Hypomethylation of IL10 and IL13 promoters in CD4+ T cells of patients with systemic lupus erythematosus

Abstract

Interleukin- (IL-)10 and IL-13 play important roles in Th2 cell differentiation and production of autoantibodies in patients with (SLE). However, the mechanisms leading to IL10 and IL13 overexpression in SLE patients are not well understood. In this study, we confirm that the levels of both IL10 and IL13 mRNA in CD4+ T cells and of serum IL10 and IL13 proteins are increased in SLE patients. We show that the DNA methylation levels within IL10 and IL13 gene regulatory domains are reduced in SLE CD4+ T cells relative to healthy controls and negatively correlate with IL10 and IL13 mRNA expression. Moreover, treating healthy CD4+ T cells with the demethylating agent 5-azacytidine (5-azaC) increased IL10 and IL13 mRNA transcription. Together, our results show that promoter methylation is a determinant of IL10 and IL13 expression in CD4+ T cells, and we propose that DNA hypomethylation leads to IL10 and IL13 overexpression in SLE patients.

Figure 1

Serum IL-10 and IL-13 protein levels in SLE patients (n = 15) and healthy controls (n = 15). The mean concentration of IL-10 (a) and IL-13 (b) were detected by ELISA (P = .005; P = .007).

Figure 2

IL10 and IL13 mRNA expression in CD4⁺ T cells from SLE patients (n = 15) and healthy controls (n = 15) and the relationship between expression and disease activity. (a) and (b) IL10 and IL13 mRNA levels in CD4⁺ T cells were measured by quantitative real-time PCR and normalized to β-actin (SLE versus healthy control, P = .007 and P = .006, respectively). (c) In SLE patients, IL10 mRNA expression correlated (r = 0.746) with SLEDAI score (P = .001). (d) IL13 mRNA expression also correlated with disease activity (r = 0.628, P = .012).

Figure 3

IL10 enhancer methylation patterns in CD4⁺ T cells from SLE patients and healthy controls. (a) The mean methylation status for each of the 8 CG pairs within intron 4 of the IL10 locus in CD4⁺T cells from healthy controls (n = 10; upper panel) and SLE patients (n = 10; lower panel). (b) The combined average methylation status of 7 CG pairs (positions +3144, +3162, +3170, +3200, +3229, +3261, and +3265) in IL10 intron 4 in SLE CD4⁺ T cells was lower than healthy controls (P = .036). (c) Average IL10 promoter DNA methylation status correlated (r = −0.432) with relative mRNA level in SLE patients (P = .040).

Figure 4

IL13 promoter methylation patterns in CD4⁺ T cells from SLE patients and healthy controls. (a) The mean methylation status for each of the 20 CG pairs within the distal promoter of the IL13 locus in CD4⁺T cells from healthy controls (n = 10; upper panel) and SLE patients (n = 10; lower).

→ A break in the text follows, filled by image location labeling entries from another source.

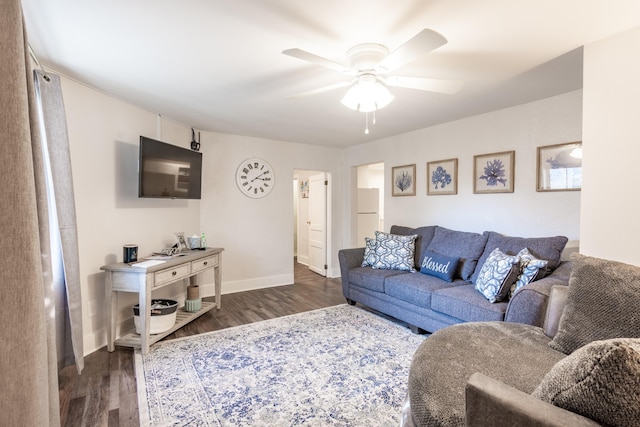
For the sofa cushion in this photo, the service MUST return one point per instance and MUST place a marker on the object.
(368, 278)
(443, 363)
(600, 380)
(602, 303)
(416, 288)
(460, 244)
(438, 265)
(531, 268)
(497, 274)
(548, 248)
(467, 304)
(395, 252)
(425, 235)
(370, 255)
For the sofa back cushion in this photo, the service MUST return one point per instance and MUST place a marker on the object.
(545, 248)
(425, 234)
(459, 244)
(600, 380)
(602, 303)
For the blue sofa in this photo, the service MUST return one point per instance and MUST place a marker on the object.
(428, 303)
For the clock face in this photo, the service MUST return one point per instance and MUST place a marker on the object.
(255, 178)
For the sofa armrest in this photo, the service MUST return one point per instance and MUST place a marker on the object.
(349, 258)
(493, 403)
(529, 304)
(557, 301)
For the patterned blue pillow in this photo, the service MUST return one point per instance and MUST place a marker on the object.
(395, 252)
(531, 269)
(497, 275)
(438, 265)
(370, 256)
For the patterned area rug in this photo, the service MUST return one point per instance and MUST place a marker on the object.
(339, 366)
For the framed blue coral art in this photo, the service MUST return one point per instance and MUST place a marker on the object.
(493, 173)
(442, 177)
(403, 180)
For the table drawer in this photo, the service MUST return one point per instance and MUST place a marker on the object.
(204, 263)
(172, 274)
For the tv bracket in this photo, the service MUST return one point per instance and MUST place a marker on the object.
(195, 145)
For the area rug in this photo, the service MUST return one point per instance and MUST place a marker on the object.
(338, 366)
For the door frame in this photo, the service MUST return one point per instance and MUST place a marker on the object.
(302, 174)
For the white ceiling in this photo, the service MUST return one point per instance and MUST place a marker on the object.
(217, 65)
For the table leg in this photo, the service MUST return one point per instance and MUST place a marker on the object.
(112, 311)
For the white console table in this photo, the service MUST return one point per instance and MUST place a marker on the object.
(122, 277)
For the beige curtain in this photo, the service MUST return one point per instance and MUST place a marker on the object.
(62, 212)
(28, 366)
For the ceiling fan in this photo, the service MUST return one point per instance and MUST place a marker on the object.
(371, 63)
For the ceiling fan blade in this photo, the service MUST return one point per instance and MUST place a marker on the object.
(423, 42)
(432, 85)
(318, 60)
(320, 90)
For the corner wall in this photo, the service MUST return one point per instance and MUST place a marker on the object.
(610, 202)
(524, 213)
(104, 137)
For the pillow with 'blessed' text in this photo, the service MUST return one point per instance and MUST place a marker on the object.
(441, 266)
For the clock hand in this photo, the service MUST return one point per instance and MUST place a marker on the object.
(258, 177)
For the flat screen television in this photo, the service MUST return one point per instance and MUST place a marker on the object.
(168, 171)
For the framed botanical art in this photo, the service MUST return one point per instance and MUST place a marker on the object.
(559, 167)
(493, 173)
(403, 180)
(442, 177)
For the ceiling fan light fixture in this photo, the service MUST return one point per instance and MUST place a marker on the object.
(367, 94)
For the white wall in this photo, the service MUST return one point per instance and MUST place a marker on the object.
(611, 147)
(256, 233)
(524, 213)
(104, 139)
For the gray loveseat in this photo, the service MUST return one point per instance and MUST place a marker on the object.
(428, 303)
(581, 369)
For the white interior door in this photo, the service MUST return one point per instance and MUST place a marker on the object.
(318, 223)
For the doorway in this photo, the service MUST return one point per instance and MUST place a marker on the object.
(312, 223)
(369, 201)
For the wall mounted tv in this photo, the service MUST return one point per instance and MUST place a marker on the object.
(168, 171)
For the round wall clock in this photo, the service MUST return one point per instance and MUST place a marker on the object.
(255, 178)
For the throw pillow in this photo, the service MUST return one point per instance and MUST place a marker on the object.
(459, 244)
(548, 248)
(438, 265)
(395, 252)
(600, 380)
(370, 256)
(531, 269)
(602, 303)
(497, 274)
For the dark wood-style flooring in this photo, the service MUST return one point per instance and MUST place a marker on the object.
(105, 394)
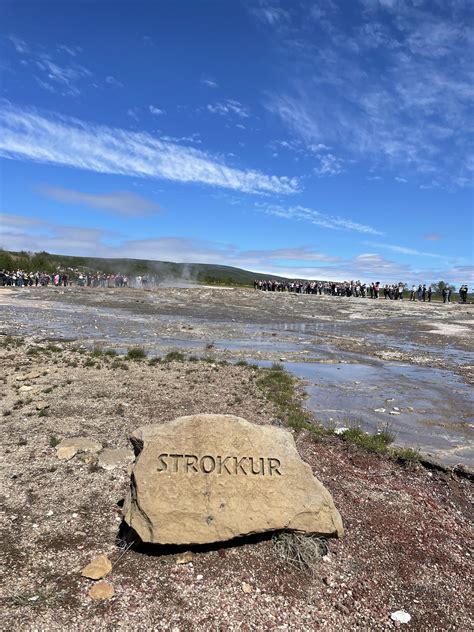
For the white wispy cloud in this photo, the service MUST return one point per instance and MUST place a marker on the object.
(229, 107)
(65, 77)
(329, 165)
(118, 202)
(395, 89)
(302, 213)
(112, 81)
(33, 234)
(27, 134)
(156, 111)
(210, 83)
(404, 250)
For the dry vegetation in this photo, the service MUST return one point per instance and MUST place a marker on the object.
(407, 528)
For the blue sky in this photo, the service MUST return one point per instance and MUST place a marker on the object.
(316, 139)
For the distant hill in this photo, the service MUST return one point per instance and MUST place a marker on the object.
(162, 271)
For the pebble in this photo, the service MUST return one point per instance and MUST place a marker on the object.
(401, 616)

The boxed area indicates the region (positions −2100, −2098, −2090, −2085, −2081, and −2076) with reduced methylation in SLE patients. (b) The combined average methylation status of the 6 hypomethylated CG pairs in the distal promoter of IL13 in SLE CD4⁺ T cells was reduced compared with the combined average methylation status of these positions in healthy controls (P = .020). (c) Average IL13 promoter (position −2100 to −2076) DNA methylation status correlated (r = −0.598) with relative mRNA level in SLE patients (P = .006).

Figure 5

Treatment of healthy CD4⁺ T cells with 5-azaC promotes IL10 and IL13 mRNA transcription. mRNA expression levels of IL10 (a) and IL13 (b) were measured by quantitative real-time PCR and normalized to β-actin. Treatment with 5-azaC results in a 2.6-fold increase of IL10 and a 5.7-fold increase of IL13, relative to untreated controls (P = .017 and P = .025, resp.).